Dominique Wacalie, sélectionneur de la Nouvelle-Calédonie :

"Mme Staubli a très bien arbitré, nous n’avons pas la moindre critique à lui adresser. Je pense que c’est une bonne chose pour le football en général. Elle a aidé les deux équipes à bien jouer. Tous les joueurs l’ont respectée, comme s’il s’était agi d’un homme. J’espère que d’autres femmes seront désignées à l’avenir".

Yoshiro Moriyama, sélectionneur du Japon :
"Sincèrement, je ne me souviens même pas de la prestation de Staubli, ce qui est évidemment bon signe".

HISTORY to be made at the #FIFAU17WC in India. 
We'll be in Kolkata on Saturday to bring you more + @FIFAHindihttps://t.co/FQlqQO2YHK

— #FIFAWWC (@FIFAWWC) October 12, 2017

Kateryna Monzul, arbitre FIFA :
"C’est un très grand pas en avant pour les femmes du monde entier. Je me sens privilégiée et je suis très heureuse de rentrer en Ukraine avec cette expérience. Cela nous donne de nouveaux objectifs à atteindre".

Gladys Lengwe, arbitre FIFA :
"C'est une formidable expérience et un grand honneur de côtoyer autant d’arbitres de ce niveau. J’ai retiré énormément de choses de tous les matches".

Anna-Marie Keighley, arbitre FIFA :
"C’est l’occasion idéale de poursuivre notre préparation en vue de la Coupe du Monde Féminine de la FIFA, France 2019, et d’être ici avec les hommes, de les assister et de continuer à apprendre".

Carol Anne Chenard, arbitre FIFA :
"Ce tournoi en Inde constitue une formidable expérience pour nous. C’est une étape de plus dans notre progression en tant qu’arbitres. C’est une nouvelle opportunité de travailler aux côtés de nouveaux officiels et d’apprendre les uns des autres. Les hommes nous ont très bien intégrées, nous sentons que nous faisons partie de l’équipe".

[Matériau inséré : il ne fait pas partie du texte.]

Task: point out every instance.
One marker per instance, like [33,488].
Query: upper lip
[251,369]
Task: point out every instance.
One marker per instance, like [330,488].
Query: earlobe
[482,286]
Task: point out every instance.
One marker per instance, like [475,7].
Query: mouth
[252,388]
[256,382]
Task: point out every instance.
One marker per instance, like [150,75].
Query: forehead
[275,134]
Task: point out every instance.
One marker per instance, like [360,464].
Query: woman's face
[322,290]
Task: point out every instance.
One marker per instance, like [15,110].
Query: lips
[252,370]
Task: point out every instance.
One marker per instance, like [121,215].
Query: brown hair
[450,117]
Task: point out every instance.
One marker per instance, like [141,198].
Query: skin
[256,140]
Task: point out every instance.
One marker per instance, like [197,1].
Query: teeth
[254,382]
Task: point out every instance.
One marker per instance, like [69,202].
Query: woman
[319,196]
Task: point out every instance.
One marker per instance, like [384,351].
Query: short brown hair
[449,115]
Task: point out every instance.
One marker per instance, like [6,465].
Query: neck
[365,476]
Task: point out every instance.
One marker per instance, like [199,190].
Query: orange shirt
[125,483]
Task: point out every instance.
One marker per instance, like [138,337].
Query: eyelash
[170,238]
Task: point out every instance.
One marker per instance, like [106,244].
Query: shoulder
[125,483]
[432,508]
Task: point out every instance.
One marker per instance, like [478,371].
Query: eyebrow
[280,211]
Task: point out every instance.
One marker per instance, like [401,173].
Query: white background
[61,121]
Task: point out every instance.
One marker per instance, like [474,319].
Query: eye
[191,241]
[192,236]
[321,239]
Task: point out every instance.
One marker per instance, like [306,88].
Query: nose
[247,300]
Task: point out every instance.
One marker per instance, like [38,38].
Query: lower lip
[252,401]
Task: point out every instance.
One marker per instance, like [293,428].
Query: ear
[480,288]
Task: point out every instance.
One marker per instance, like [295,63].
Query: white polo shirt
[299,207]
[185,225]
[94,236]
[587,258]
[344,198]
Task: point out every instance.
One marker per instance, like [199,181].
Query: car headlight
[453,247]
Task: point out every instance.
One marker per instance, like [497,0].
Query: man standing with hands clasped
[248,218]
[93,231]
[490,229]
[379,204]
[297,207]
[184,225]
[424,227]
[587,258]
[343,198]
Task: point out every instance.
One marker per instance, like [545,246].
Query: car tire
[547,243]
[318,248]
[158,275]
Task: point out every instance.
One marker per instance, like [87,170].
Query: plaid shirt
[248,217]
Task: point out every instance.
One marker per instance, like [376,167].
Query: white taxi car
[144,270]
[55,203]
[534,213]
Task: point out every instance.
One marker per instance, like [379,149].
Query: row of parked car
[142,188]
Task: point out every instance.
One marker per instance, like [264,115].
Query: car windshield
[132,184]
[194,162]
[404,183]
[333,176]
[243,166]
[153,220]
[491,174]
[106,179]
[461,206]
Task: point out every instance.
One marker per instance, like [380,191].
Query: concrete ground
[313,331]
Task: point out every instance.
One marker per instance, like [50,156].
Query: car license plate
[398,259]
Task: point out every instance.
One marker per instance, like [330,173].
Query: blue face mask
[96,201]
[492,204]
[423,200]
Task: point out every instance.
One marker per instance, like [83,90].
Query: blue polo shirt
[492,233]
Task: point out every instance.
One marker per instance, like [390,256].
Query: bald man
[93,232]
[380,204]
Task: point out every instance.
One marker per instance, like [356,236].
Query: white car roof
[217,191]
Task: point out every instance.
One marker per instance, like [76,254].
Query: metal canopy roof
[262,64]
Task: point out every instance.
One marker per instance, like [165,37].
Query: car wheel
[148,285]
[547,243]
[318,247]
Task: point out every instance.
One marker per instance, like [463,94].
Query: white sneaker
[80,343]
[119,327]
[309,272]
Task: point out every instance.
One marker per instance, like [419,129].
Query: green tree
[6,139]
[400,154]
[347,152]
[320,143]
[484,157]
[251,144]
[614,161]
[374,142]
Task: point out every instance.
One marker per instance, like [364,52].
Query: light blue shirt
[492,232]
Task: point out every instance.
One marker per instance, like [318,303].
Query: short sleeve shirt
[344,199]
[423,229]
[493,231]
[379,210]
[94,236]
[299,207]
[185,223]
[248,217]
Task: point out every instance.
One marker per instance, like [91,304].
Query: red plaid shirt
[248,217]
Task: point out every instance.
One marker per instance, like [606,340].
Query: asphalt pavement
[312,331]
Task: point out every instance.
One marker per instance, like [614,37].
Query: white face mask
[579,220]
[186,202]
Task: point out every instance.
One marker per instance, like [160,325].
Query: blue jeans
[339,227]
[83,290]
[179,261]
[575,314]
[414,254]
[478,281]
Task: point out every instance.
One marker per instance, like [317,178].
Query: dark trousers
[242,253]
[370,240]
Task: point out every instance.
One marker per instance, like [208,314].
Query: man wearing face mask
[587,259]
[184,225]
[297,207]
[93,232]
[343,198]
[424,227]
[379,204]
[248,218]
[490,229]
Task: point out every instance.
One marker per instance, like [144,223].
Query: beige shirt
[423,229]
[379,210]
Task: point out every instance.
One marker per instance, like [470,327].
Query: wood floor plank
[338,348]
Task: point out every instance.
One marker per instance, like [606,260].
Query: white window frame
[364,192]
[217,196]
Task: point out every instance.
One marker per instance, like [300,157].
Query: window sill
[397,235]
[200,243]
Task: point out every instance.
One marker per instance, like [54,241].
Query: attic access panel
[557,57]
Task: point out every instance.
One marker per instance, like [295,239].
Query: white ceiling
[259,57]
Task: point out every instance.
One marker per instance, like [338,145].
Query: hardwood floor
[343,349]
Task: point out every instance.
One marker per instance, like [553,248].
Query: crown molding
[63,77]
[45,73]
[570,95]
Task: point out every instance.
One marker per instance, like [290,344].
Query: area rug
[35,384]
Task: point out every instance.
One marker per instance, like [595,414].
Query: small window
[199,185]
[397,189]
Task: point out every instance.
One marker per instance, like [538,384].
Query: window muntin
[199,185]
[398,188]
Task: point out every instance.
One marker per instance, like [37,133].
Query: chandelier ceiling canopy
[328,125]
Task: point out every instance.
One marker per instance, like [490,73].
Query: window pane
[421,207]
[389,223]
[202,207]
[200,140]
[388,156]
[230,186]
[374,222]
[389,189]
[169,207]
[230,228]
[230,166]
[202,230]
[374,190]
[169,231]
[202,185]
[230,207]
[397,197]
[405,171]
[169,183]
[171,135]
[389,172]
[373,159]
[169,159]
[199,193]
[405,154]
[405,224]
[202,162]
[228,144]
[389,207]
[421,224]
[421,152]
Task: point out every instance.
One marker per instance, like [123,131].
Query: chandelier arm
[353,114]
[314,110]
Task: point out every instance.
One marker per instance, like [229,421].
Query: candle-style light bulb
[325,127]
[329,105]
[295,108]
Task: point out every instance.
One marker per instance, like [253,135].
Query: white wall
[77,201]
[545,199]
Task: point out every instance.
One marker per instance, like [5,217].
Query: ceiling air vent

Claudia Umpierrez, arbitre FIFA :

"Ce tournoi est une formidable expérience, en particulier lorsqu'on pense à la préparation de la Coupe du Monde Féminine 2019. C'es très gratifiant. Nous avons la possibilité de travailler du aux côtés des hommes, et ceci est enrichissant sur tous les aspects, afin de nous améliorer à l'approche de la prochaine Coupe du Monde Féminine."

Kari Seitz, Directrice principale du département de l’Arbitrage de la FIFA :

La réussite de ces femmes témoigne non seulement de leur énorme travail et de leur dévouement, mais également de ce qui est possible lorsque l’on donne aux femmes, qui excellent en matière d’arbitrage, l’occasion d’arbitrer. Je suis incroyablement fière d’elles. J’espère sincèrement qu’en ayant désigné des femmes pour officier dans cette compétition importante, nous pourrons inspirer et motiver d’autres arbitres femmes. Nous avons ouvert des portes, et nous nous engageons à continuer à construire pour le futur. Et dans ce futur, nous ne parlerons plus d’arbitres femmes ou hommes, mais simplement d’arbitres".